At first, she fell back on the “old guard” way of approaching journalism, which is to never insert ones’ self into a story. But as she interviewed various women about their infertility journeys, and saw how vulnerable and brave they were, she realized it was time to share her own story.
In a similar vein of difficult stories to tell, Haynes also highlights a series she did about teen suicide in response to multiple teens who died by suicide within a few months of each other. Those were hard conversations, but good ones, that she believes reduced stigma and shed light on how teenagers and others going through depression can be better supported in efforts to prevent such tragedies.

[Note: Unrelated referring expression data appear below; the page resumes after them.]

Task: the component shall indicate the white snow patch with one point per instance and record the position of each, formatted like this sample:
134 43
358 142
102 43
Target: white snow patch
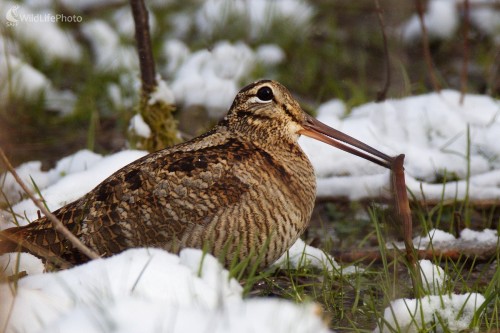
415 315
257 16
144 290
12 263
434 237
209 78
440 19
138 126
81 178
47 37
485 237
162 94
300 254
110 53
432 277
270 54
415 126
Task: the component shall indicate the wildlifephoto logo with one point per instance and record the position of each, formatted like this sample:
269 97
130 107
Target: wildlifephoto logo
14 17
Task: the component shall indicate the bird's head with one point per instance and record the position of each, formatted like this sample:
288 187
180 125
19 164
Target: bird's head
266 112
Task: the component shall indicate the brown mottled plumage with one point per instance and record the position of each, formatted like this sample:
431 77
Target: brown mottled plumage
244 186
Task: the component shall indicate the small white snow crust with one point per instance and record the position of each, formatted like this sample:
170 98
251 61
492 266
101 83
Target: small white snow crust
456 311
147 290
431 130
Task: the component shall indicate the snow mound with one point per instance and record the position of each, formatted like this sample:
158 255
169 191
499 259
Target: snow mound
147 290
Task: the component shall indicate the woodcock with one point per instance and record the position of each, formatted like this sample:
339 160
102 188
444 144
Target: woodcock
242 189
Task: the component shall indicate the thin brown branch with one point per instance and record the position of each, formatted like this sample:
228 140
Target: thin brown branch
38 251
382 94
56 223
143 40
404 215
426 48
455 254
484 203
465 60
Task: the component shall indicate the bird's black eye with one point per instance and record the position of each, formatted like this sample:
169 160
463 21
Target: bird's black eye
265 94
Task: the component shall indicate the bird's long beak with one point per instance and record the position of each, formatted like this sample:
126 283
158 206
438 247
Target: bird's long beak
317 130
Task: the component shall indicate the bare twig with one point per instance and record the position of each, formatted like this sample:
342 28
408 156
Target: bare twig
38 251
144 49
57 224
465 62
404 215
382 94
455 254
425 46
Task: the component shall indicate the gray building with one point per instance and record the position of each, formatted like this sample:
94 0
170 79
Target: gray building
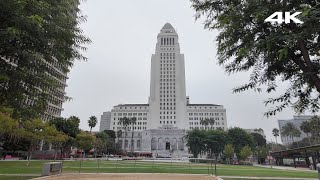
105 121
296 121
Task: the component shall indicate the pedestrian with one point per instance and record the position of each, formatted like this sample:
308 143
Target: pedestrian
318 168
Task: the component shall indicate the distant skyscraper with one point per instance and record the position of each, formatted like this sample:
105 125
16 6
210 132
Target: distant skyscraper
105 121
296 121
163 122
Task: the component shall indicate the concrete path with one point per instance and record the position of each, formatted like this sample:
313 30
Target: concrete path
273 178
285 168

Finally, her series on East Knoxville touched on everything she’s loved about being a journalist in Knoxville. She learned about the rich history of the once-thriving Magnolia Avenue, and the effects of urban sprawl, gentrification, and other issues that over the years have affected those who live in East Knoxville. Haynes said whether it was reporting these in-depth series, or heart-warming stories, or more tragic incidents, she wanted to ensure every story she told was about the people involved.

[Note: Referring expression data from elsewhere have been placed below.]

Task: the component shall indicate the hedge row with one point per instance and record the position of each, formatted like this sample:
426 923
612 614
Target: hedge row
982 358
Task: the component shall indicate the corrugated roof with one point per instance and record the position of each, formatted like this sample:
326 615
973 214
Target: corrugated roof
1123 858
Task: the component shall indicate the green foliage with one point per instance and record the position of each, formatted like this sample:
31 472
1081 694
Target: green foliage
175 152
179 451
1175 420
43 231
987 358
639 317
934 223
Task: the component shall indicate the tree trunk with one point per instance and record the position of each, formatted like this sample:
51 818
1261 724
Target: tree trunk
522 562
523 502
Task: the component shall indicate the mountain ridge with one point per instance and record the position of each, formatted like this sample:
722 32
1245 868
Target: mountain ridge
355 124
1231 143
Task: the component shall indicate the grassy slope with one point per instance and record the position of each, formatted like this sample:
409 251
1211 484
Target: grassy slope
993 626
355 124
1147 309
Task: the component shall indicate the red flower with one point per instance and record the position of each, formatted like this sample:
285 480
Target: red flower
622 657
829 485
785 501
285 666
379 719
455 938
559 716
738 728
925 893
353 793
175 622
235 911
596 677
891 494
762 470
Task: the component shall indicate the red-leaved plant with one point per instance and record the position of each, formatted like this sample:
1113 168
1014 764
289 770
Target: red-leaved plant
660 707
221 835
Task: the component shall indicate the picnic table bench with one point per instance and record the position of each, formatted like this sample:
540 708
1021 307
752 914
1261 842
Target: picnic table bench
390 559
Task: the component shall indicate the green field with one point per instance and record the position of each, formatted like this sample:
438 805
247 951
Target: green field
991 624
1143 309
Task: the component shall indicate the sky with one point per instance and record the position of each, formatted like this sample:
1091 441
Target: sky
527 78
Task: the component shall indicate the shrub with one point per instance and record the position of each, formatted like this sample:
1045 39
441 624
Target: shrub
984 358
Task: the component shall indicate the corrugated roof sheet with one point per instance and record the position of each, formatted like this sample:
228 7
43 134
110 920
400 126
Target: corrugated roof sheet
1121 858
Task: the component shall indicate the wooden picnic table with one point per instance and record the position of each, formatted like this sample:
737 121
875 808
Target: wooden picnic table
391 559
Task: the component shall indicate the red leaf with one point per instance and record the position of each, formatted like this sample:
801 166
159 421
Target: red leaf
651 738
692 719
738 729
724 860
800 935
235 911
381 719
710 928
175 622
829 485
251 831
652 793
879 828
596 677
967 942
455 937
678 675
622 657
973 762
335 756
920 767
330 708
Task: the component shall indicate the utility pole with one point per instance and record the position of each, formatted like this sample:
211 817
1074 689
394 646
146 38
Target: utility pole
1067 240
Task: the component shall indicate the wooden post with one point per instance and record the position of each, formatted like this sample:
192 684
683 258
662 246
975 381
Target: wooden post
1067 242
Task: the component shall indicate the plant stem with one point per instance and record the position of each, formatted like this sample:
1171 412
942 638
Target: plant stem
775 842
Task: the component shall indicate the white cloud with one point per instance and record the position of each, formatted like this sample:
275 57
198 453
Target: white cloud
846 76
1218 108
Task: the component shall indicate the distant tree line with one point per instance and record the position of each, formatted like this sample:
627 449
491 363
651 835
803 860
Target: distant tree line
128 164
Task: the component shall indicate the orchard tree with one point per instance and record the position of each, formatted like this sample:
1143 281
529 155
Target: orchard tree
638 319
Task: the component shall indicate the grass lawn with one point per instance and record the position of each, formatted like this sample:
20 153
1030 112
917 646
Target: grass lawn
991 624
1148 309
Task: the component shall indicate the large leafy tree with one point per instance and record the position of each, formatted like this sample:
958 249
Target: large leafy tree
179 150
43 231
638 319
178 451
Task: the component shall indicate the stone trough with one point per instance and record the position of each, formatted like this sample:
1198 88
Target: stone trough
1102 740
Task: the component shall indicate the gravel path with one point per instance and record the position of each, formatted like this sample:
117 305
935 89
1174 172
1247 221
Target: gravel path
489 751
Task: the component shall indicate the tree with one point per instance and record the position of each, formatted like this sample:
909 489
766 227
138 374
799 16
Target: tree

“I love the heart of the story and being able to connect, and getting someone’s trust. You have to have that empathy and respect for people, and you have to listen. That’s what I really enjoyed most, connecting and developing those relationships and gaining that trust and sharing their story. The heart of the story is sometimes overlooked,” she said. “That Volunteer spirit is something you have to live. The WBIR-TV brand, ‘Straight from the heart’—that wasn’t just words. It is a way of living. It doesn’t mean that you don’t tackle the hard stories. It means you do it with respect and care at the forefront.”
As for the next part of Haynes’ own story, she’s still not sure what it is. With the advent of new platforms and technology such as podcasts, social media, and blogs, there are plenty of avenues she could take.
“I’m not starting over, just starting a new chapter, and it’s OK not to know. It’s probably the first time since I was nine that I don’t know what I want to do when I grow up. As Russell Biven has recently said, ‘Get ready to be comfortable with the uncomfortable.’,” Haynes said.